«La questione è delicata – dice – e poi l’avvocato mi ha detto che dovete parlare con lui». Poi si ferma un attimo: «Mi sento umiliato». Si capisce che non gli va di raccontare quanto è accaduto lo scorso 7 febbraio alla catena di montaggio, nello stabilimento Sevel di Atessa, quand’era di turno. Quando gli hanno negato il permesso di andare in bagno e si è per ciò urinato addosso. «Ho insistito parecchio – afferma l’uomo – non so quanto, forse più di mezz’ora. Ho chiamato. Ho cercato di farmi ascoltare». Ma – riferisce l’Usb che ha denunciato il fatto – nessuno gli ha dato retta.

Le scuse ufficiali sono state inoltrate all’operaio dalla direzione della Sevel di Atessa, ma la faccenda approda ora sul tavolo del premier Paolo Gentiloni, per via di un’interrogazione del deputato di Sel-Sinistra italiana Gianni Melilla. Nei prossimi giorni ci sarà anche un nuovo incontro tra azienda e sindacati per capire come sia potuto succedere che a un lavoratore del più importante stabilimento italiano Fiat Chrysler non sia stato dato il permesso di andare in bagno. E la settimana prossima, su iniziativa dell’Usb saranno avviate azioni legali sia a livello civile che penale. «Si tratta di un fatto grave che lede la dignità di quest’uomo – fa presente Melilla – e, tramite lui, dell’intera classe lavoratrice dello stabilimento che con 6.500 dipendenti è la più grande fabbrica italiana della Fca.
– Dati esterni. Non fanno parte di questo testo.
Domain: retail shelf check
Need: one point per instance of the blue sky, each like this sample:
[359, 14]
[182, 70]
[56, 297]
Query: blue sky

Sevel è nata in Abruzzo nel 1978 a seguito di una joint venture tra la Fiat e la Peugeot e attualmente produce circa 300mila veicoli commerciali che vengono venduti in 80 Paesi del mondo e in Europa – viene ricordato – occupa il primo posto nelle vendite del suo segmento: si tratta dunque della più grande fabbrica metalmeccanica italiana, un gigante dell’export industriale». «La democrazia – sottolinea Melilla – non può fermarsi davanti ai cancelli di una fabbrica, e anche alla catena di montaggio i lavoratori non devono essere umiliati». Quindi si chiede a Gentiloni «se non intenda richiamare la multinazionale Fca al rispetto della dignità dei suoi lavoratori».

Sull’episodio interviene anche Giorgio Cremaschi, Fiom. «Alla Sevel – scrive in una nota – la dignità e la stessa fisiologia umana sono state offese». «Poco tempo fa – rammenta – alla Sata di Melfi le operaie sono state umiliate da disposizioni aziendali che ledevano la loro biologia. L’obbedienza a tutti i gradini dell’organizzazione del lavoro è il principio guida: chi esegue è premiato, chi non lo fa viene punito. Se alla Sevel non si può andare in bagno è perché così è previsto e ordinato nella catena di comando, passo dopo passo, fino a Marchionne».